Selecting text on phones and computers is something you most likely have to do multiple times throughout the day. From pasting an address into a chat conversation to copying a quote from a webpage, being able to accurately pick out words is an essential skill in the digital age.
But chances are you’ve been doing this in the same way for decades now—clicking or tapping and dragging with your mouse or finger. On both mobile and desktop, there are handy shortcuts you can use to select text faster and more accurately.
Selecting text on Android and iOS
When it comes to text selection, you’ll notice some variation on smartphones, because different operating systems may not allow app developers to enable text selection features in the same way. But these techniques should work smoothly in the most common apps, like web browsers, document editors, and note-taking apps, for example.
On Android, a double-tap or a long press on a word will select it in its entirety. But if you then want to select more words on either side of the first one, keep your finger pressed down and drag it around the screen. You can also tap and drag the blue handles that appear at the edge of selected text to extend the selection character by character.
When you select text, a pop-up menu will appear above it: Pick Select all from this menu (you may have to tap the three dots first) to highlight all the available text in a particular area. This might include all the text in a chat message, a field on a web form, or an entire document. This pop-up menu also gives you access to Copy and Share options you can use to move the text somewhere else.
Over on iOS, the approach is similar: You can either tap and hold, or double-tap on a word to select it. Let your finger go, and you’ll see blue handles appear on either side of the word. If you need to, drag the handles out to extend the selection further, character by character.
For selecting large blocks of text, tap and hold on a word, then keep your finger pressed down. If you then move your finger around, the selection expands word by word, so you can quickly get entire sentences or paragraphs selected. Once you release your finger from the screen, you’ll see the blue handles appear.
One difference from Android is that you can also triple-tap with one finger to select an entire paragraph. With text selected, a pop-up menu appears above it, giving you options to Select all (highlight all the text on a page or in a particular section of an app) and to Copy the text to the iPhone clipboard so that you can paste it in another app.
Selecting text on Windows and macOS
With access to a keyboard and a mouse or trackpad, you’ve got a bit more flexibility when it comes to selecting text compared to your smartphone. You can simply click and drag across a section of text of course, but there are also lots of other text selection tips to know about.
One trick that works on both Windows and macOS is to double-click to quickly select a word—if you then keep the mouse or trackpad button pressed down, you can extend the selection a word at a time in either direction. For paragraphs, change it to a triple-click: As with words, you can either leave the selection on a single paragraph or drag the cursor around to select additional paragraphs.

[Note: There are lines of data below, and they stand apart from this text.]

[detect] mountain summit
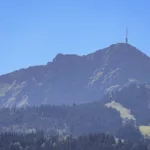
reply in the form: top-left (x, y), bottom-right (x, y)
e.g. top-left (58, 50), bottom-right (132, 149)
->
top-left (0, 43), bottom-right (150, 107)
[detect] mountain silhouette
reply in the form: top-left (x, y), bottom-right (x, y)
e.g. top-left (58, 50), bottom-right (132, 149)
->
top-left (0, 43), bottom-right (150, 107)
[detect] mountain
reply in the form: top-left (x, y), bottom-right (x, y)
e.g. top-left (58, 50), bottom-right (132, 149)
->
top-left (0, 82), bottom-right (150, 139)
top-left (0, 43), bottom-right (150, 107)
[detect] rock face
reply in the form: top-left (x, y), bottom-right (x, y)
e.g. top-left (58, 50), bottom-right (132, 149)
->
top-left (0, 43), bottom-right (150, 107)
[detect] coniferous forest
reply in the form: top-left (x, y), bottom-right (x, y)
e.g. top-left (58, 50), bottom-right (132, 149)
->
top-left (0, 131), bottom-right (150, 150)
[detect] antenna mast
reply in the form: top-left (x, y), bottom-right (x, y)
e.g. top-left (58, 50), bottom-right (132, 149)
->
top-left (125, 28), bottom-right (128, 43)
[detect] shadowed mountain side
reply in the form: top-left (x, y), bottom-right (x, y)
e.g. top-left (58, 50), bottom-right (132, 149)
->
top-left (0, 43), bottom-right (150, 107)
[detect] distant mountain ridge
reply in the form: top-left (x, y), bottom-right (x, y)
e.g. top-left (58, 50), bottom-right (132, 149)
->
top-left (0, 43), bottom-right (150, 107)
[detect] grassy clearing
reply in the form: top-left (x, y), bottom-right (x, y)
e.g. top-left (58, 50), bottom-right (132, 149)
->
top-left (105, 101), bottom-right (136, 120)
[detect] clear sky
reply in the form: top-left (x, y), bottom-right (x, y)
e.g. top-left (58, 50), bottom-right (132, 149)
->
top-left (0, 0), bottom-right (150, 74)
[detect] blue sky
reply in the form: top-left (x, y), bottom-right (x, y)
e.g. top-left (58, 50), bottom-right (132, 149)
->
top-left (0, 0), bottom-right (150, 74)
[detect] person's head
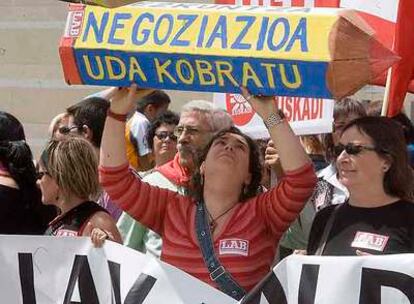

On your computer, there are no pop-up menus like there are on mobile, but there are keyboard shortcuts. Ctrl+A on Windows and Cmd+A on macOS will select all of the text in a document or webpage, for example. With text selected, Ctrl+C on Windows and Cmd+C on a Mac will copy the text to the clipboard, while Ctrl+V or Cmd+V will cut it.
You can also right-click on a selected portion of text to bring up a context-sensitive menu. The options on this menu will vary depending on the program you’re currently using, but you should find both Copy and Cut. You might also see options to Delete the text and Share it somewhere else.
If you’re more comfortable using keyboard shortcuts to select text, you’ve got plenty of alternatives. On both Windows and macOS, Shift+Left Arrow and Shift+Right Arrow will select text to the left or right one character at a time. You can also use Shift+Up Arrow and Shift+Down Arrow to select entire lines of text at a time. A caveat, though—the selection cursor will jump to the same spot on the adjacent line, so if you want to select clean lines of text, it might get a bit messy. This is a good reason to refine your selection: Hold down Ctrl (Windows) or Option (macOS) at the same time, and the selection expands a word at a time rather than a character.
You can use Shift+Home (Windows) or Cmd+Shift+Left Arrow (macOS) to select all the text on the current line to the left, and Shift+End (Windows) or Cmd+Shift+Right Arrow to select all the text on the current line to the right. There’s also Ctrl+Shift+Home (Windows) or Cmd+Shift+Up Arrow (macOS) to select everything between the current position and the top of a document or webpage, and Ctrl+Shift+End (Windows) or Cmd+Shift+Down Arrow (macOS) to select everything between the current position and the bottom of a document or webpage.